HELP! Purchased a '48 Chevy with a power brake booster already installed. Brakes are soft. Bled them in sequence & still a soft pedal. What is next to try to get this fixed?
Thanks in advance,
Mack
How are you bleeing the system? Does it have residual valves?
Are you starting at the right rear? Then the left rear? Then the right front and lastly the left front?
Also, are you using a pressure bleeder? Or, a vacuum pump? Or are you pushing fluid backwards into the system from the wheels? Or do you have an assistant pump the pedal? If an assistant, are you pumping more than 2 "strokes" of the pedal, this may induce aeration in the fluid! Are you also keeping the reservoir full after each wheel?
So many questions.. and I'm sure others will come along and offer more ideas. Keep trying, you'll get it!
Thanks 34-40!
Yes, sequence is correct. Am using an assistant to press the brake pedal for me. He was pumping it.... many times. fluid always checked in the master cyl. Sounds like we'll try and do it with pumping.
Also, If the power booster is not working properly bleeding would still stiffen the pedal yes?
Mack
Then I would offer, DON'T pump it Many Times! Twice with the bleeder closed and don't rush! Pumping fast and often will / can cause the fluid to aerate, or trap air bubbles! Sometimes it's better to let it set overnight if you have trapped air in the fluid. Are you also using a catch can with a hose from the cylinder/caliper? This will let you see if there is air caught in the fluid when caught in a glass jar or clear plastic container.
A malfunctioning booster will make things "hard" yes.
Didn't get the air out of the master. I never do either.
Try this: press the pedal down very slow. Then release quick. Watch the master, keep doing it until you see bubbles. Then, keep it up till they stop.
how do you bleed the master? with the cover off push the pedal slowly and look for bubbles?
Another thing to consider - do you have through the frame fittings with a boxed frame? There are types of through the frame fittings that have air pockets in the middle, and getting them out can be all but impossible. You can find tech articles on them in several of the monthly's from a few years back.
Hi all!
Thanks for the input! I've found that the vacc line from the booster is not attached to anything. I have an edelbrock intake & am not seeing a port for the booster? This could be causing the brake issue or at least a contributor yes?
I bled the master & each wheel again, pedal slightly better.
Rspears, just seeing your post - will check it out! Thank You!
If you have nothing on the base of your carb to hook that big old vacuum line to, you can buy an adpter plate for under your carb that has that fitting on it. Or if you have a spot in your intake for a fitting you can just put one in there. If you do not have the place for a screw in fitting you can always drill and tap for one. The base plate is an easier solution, if you have the hood clearance.
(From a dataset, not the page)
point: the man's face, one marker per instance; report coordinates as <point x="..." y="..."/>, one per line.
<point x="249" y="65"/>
Adjust the brakes, too much clearance in the brakes can give you a spongy pedal that seems like it needs bleeding
Thank You Bob,
I adjusted the rears and got a little more pedal! Prob need a bit more... How do I go about adjusting the fronts? Drums all around.
Its been so long since I worked on a chevvy that I don't recall exactly but I think the fronts & rears adjust the same way
For drum brakes I always ran the star nutz out until the drum won't quite go on, then bank the adjuster off a couple clicks, and slide the drum on.
Then, the final step of the bleeding process, drive out o the end of the driveway, and punch it in reverse; bring the car to a stop by jabbing the brakes two or three times. This lets the self adjusters put the drums in perfect.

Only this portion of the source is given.